知的障害者施設における赤痢集団感染事例―埼玉県
(Vol. 30 p. 99-100: 2009年4月号)

埼玉県内の重度知的障害者施設において、2007年4〜12月にかけて、55名の赤痢菌患者の集団感染が発生し、その終息までに長期を要した事例を報告する。

概 要
当該施設は、障害児施設、更正施設、授産施設の3種の施設で構成される重度知的障害者施設である。入所者定数は、総計450名で、同一敷地内の5つの寮(A、B、C、D、E)で生活している大規模集団生活施設である。

2007年4月9日、県内医療機関から保健所に「入所者等20名程度が下痢・発熱で受診」の報告があり、保健所が調査を開始した。

4月13日、A寮入所者6名から赤痢菌(Shigella sonnei )が検出され、細菌性赤痢患者発生の届出があった。その後、A寮入所者49名中12名、職員2名の計14名の便から、赤痢菌が検出された。5月11日に患者・接触者全員の陰性を確認し、終息を迎えたかにみえた。

しかし、5月27日〜6月4日にかけ、隣接のC寮入所者100名中13名、職員29名中4名が下痢または発熱を訴え、6月4日赤痢患者の届出があった。同月10日にB寮、11日には4月に患者発生のあったA寮からも再度患者が発生した。

以降、6月:27名(A寮10名、B寮8名、C寮9名)、7月:3名(A寮2名、B寮1名)、8月:17名(A寮17名)、10月:1名(A寮1名)であり、患者総数は計48名(A寮30名、B寮9名、C寮9名)となった(表1)。

4〜12月の終息までの検便の結果は、A寮からの菌検出者35名(入所者49名、菌陽性率:71%)。B寮9名(入所者101名、8.9%)、C寮9名(入所者100名、9.0%)、職員2名の計55名から赤痢菌が検出された。4〜5月と6月以降の両方での菌検出者は、7名であった。検便は、4〜5月は148件、6月以降は、12月までに3,673件、最終的に3,821件(延べ76回)の便検査を実施した(表2)。環境(ふきとり)、食品・水からは、赤痢菌は検出されなかった。分離菌は、総計70株で、すべてS. sonnei で、パルスフィールド・ゲル電気泳動(PFGE)では同一パターンを示した。薬剤感受性は、当所で実施の12薬剤の検討(disk法)で、全株SM(streptomycin)、TC(tetracycline)、NA(nalidixic acid)、ST(sulfamethoxazole-trimethoprim)の4剤に耐性を示すパターンであった。4月の初発患者発生から12月の終息まで、8カ月の長期にわたる集団発生事例であった。

対 策
保健所は、施設管理者、医療機関、本庁管轄課(疾病対策課、障害福祉課)、衛生研究所を含めた「細菌性赤痢対策委員会」を設置して対策を協議した。とくに感染が拡大傾向にあることから、A)入所者、職員の一斉検便、B)菌陽性者の寮(患者をはじめ入所者全員)を対象とした入所者への一斉投薬、C)陰性確認期間の延長:従来の「抗菌薬の服薬中止後48時間以上経過した後に24時間以上の間隔を置いた連続2回の検便によって、いずれも病原体が検出されないこと」という陰性確認期間に加え、1週間後・半月後・1カ月後を追加、実施した。また、感染対策を患者個人ではなく施設全体を対象とし、一元管理とした。

まとめ
今回の集団発生では、感染源・感染経路の特定はできなかった。本事例は、大規模知的障害者施設で発生した細菌性赤痢集団感染であり、外部との交流が比較的少ないにもかかわらず、終息に長期を要した事例である。
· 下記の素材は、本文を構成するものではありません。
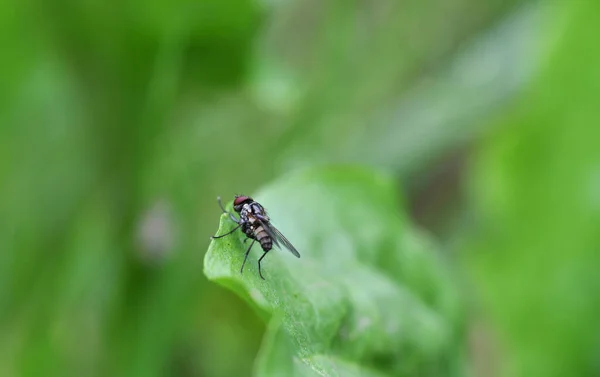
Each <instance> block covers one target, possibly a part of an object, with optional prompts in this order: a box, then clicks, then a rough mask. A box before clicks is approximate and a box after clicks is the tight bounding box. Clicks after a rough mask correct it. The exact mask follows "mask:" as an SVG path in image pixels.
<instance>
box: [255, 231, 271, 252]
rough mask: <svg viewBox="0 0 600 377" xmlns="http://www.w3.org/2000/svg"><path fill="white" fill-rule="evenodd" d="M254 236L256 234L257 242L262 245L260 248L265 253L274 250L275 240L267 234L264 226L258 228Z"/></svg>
mask: <svg viewBox="0 0 600 377" xmlns="http://www.w3.org/2000/svg"><path fill="white" fill-rule="evenodd" d="M254 234H256V240H257V241H258V242H259V243H260V247H262V249H263V250H264V251H269V250H271V249H272V248H273V240H272V239H271V237H270V236H269V234H268V233H267V232H265V230H264V229H263V227H262V226H259V227H258V228H256V231H255V232H254Z"/></svg>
感染拡大、長期化の要因は、入所者間相互での感染が繰り返されていたことと考えられる。当初の発生で実施していた従来の陰性確認の方法だけでは、施設内の相互の感染を検知することができず、2度目の発生をみたものと思われる。このため、陰性確認のための期間延長と施設全員の検便、一斉投薬など、個別ではなく施設を全体管理していく手法に切り替えたことで、終息を迎えることができた。

このような施設内集団発生では、個別的な対応が難しいことから、その生活形態に応じた総合的な感染対策(消毒指導、投薬方法、陰性確認)の実施が重要である。さらに長期化の場合、現場で持続可能な具体的対策を講じる必要がある。